| | Je ne sais plus depuis quand j'ai une clarinette. Huit ans ? Dix ? Mais je me rappelle bien les circonstances : une fête familiale. Un soir, au moment de passer à table, mon frère me fait signe de le suivre. Il a une valisette noire à la main, avec un nom peint en rouge sur le dessus : Bunny. |
A l'époque, je jouais du piano, un peu de guitare et de flûte irlandaise ("tin-whistle"). Sans aucune formation, c'est à dire d'oreille, en autodidacte, et pour moi seul. Mais si je ne pouvais jouer que mes compos et quelques arrangements à ma sauce, je m'y adonnais plusieurs heures par jour avec une passion envahissante. La musique, pour moi c'est le premier sens, le sens propre du mot amour (quelqu'un qui n'a pas vécu ça aura peut-être du mal à le croire).
«Tu veux essayer ?» Un frisson me parcourt l'échine, mon cœur cogne... Je sais déjà qu'un instrument à vent ne se prête pas facilement, même entre proches... L'essayer ? Comment refuser ! Tu aurais pu me proposer n'importe quel instrument de musique, fifre, épinette des Vosges, cazou, harmonica ou castagnettes, j'aurais accepté. Alors, une clarinette !...
Des deux mains, je la saisis aussi précautionneusement que si c'était un oiseau blessé. Pendant que mon frère m'explique quelques rudiments (comment se positionner, placer les dents, les lèvres autour de l'anche, les doigts sur les clés, comment souffler...), je la détaille des yeux : un bel objet en bois précieux, très dense et presque noir : de l'ébène ; parcouru d'une mécanique complexe : clés, articulations, bagues et anneaux en métal argenté. Un objet que tu devines fragile, que tu as envie de choyer, de pouponner, d'astiquer rien que de le regarder.

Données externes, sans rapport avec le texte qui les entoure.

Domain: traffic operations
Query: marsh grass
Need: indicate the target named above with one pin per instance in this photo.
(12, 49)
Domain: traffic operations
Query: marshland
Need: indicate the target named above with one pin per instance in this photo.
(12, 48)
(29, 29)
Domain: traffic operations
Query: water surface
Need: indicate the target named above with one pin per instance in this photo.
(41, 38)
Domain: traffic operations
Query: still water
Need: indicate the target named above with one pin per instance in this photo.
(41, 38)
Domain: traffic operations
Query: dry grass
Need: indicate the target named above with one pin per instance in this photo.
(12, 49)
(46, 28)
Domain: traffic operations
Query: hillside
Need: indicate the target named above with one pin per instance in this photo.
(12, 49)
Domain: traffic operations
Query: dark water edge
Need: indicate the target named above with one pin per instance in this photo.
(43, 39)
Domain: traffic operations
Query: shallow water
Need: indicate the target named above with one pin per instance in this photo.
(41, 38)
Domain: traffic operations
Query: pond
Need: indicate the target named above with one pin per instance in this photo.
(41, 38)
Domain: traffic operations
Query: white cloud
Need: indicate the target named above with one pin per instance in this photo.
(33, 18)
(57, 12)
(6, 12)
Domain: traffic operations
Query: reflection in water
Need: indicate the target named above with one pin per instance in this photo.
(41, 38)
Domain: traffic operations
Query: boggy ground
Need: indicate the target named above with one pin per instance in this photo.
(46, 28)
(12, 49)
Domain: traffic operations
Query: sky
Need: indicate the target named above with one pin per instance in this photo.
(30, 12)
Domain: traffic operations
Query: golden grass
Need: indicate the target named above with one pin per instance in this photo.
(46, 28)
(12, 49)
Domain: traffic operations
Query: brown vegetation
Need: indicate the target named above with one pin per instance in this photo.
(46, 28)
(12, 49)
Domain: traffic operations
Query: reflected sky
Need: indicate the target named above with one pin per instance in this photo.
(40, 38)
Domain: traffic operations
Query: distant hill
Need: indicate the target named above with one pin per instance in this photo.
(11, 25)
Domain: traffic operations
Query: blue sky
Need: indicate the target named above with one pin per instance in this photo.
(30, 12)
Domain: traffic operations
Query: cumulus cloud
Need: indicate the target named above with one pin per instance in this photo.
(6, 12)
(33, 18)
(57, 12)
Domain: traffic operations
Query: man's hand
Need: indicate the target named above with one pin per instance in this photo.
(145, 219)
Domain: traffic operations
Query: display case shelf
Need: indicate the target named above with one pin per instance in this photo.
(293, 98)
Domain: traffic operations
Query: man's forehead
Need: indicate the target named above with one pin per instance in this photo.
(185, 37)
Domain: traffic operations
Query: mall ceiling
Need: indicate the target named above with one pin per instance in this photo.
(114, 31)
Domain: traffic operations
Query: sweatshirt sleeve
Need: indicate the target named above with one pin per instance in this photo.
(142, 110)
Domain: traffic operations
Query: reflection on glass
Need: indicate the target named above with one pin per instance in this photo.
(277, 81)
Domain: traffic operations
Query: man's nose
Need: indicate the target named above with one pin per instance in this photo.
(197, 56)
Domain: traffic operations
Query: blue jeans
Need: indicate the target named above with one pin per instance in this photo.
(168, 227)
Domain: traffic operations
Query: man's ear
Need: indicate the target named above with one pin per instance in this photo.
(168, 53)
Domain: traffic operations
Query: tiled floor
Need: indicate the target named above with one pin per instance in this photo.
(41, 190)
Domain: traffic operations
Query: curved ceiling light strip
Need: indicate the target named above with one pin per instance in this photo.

Fragile, c'est le mot. La clarinette de mon frère est une vieille Noblet en Ut (modèle plutôt rare), série "Artist", de l'époque où Noblet était encore une marque indépendante. Ce qui nous reporte entre vingt et trente ans en arrière. A la regarder de plus près, elle porte les stigmates de la vieillesse : usure des tampons, des joints de liège, et surtout quelques petites fentes qui menacent de s'élargir – la plupart des clarinettes finissent comme ça : elles éclatent, et lorsque l'étanchéité n'est plus assurée, il n'y a plus rien à faire. Mon frère l'a achetée d'occasion, en l'état, pas chère. Par chance, le mal n'a pas évolué, elle est dure à faire sonner mais encore jouable.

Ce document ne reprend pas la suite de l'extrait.